The first time I used a Magic Eraser, I simply couldn’t stop. Truth be told, I caught on a bit late. In fact, it wasn’t until a few months ago that a house guest, after listening to me complain about the scratches on my wall, introduced me to the gift that is this magical white sponge.
Dampened with water, I went through an entire 12-pack of Magic Erasers, scrubbing the red coat rack paint from my stark white entryway wall and the coffee mug rings on my white kitchen table (that I thought were there to stay). I scrubbed every surface until no mark was left untouched. The magic of this eraser had won me over. And it remains an important part of my cleaning toolkit. Magic Erasers can be, well, magic…but before you go crazy, check out these 10 things you should never do with a Magic Eraser.
If you’re like me, you’ve probably wondered on several occasions, as you’ve scrubbed crayon mark off the wall, about the magic behind this eraser. It comes down to one powerful ingredient.
The main ingredient in the Magic Eraser is melamine foam, which is made of carbon, hydrogen, and nitrogen. This foam is an effective sponge-like material. The combination of hard and soft structures within the “sponge” is what makes the magic. Melamine foam is harder than what makes up most stains, but it’s softer than most of the surfaces those stains are on. This allows the Magic Eraser to remove stains without scratching the surface underneath or around the stain.
Ever notice how a Magic Eraser sort of disintegrates as you scrub? Its sponge-like cell structure is delicate enough that it wears off on the durable layer under the stain. In other words, the scrubbing of the sponge loosens the dirt, while its open-cell structure soaks up and grabs the grime. Want to get your house sparkling clean in less time? Check out these speed-cleaning tips and top products that will save you hours of cleaning each week.
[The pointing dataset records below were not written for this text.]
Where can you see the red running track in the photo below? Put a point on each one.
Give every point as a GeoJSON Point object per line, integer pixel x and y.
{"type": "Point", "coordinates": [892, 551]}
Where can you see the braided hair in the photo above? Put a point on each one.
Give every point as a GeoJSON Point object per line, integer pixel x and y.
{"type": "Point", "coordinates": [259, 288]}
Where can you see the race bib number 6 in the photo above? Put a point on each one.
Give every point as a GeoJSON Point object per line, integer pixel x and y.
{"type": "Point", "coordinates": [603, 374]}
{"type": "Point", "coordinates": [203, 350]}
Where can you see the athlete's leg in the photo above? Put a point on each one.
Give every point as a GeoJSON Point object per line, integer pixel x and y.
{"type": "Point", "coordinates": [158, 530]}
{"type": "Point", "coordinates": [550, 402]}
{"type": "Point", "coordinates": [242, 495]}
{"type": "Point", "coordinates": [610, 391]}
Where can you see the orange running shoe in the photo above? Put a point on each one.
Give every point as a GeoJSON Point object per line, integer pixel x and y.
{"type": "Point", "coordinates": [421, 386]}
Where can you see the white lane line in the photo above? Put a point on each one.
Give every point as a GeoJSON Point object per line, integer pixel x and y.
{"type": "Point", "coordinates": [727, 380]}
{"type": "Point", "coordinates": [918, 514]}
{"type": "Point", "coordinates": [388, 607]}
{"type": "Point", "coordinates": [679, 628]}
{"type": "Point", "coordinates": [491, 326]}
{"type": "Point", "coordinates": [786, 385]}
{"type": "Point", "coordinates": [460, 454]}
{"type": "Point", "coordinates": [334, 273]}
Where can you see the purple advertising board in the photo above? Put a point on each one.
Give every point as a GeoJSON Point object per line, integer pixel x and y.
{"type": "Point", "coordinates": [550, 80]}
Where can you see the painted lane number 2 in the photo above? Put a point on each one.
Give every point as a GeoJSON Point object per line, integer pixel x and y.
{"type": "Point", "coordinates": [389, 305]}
And in case you’re still skeptical, read this review on the Mr. Clean website:
“Mr. Clean Magic Eraser stinks. My son drew on a recently painted wall with a Sharpie (the brand name, not a cheap knockoff), small drawing, but a drawing nonetheless. I figured the best way to have him learn his lesson was to go up there, scrub for a long time, then I’ll go finish it up (he’s only 6). Nope. I handed him the Magic Eraser and told him to go upstairs and clean the wall. Literally two minutes later he comes down, ‘I’m all done Daddy.’ I walk up to check, nothing. Thanks to Mr. Clean and his ‘magic eraser’ I now have to figure out another way to teach my kids not to draw on walls.”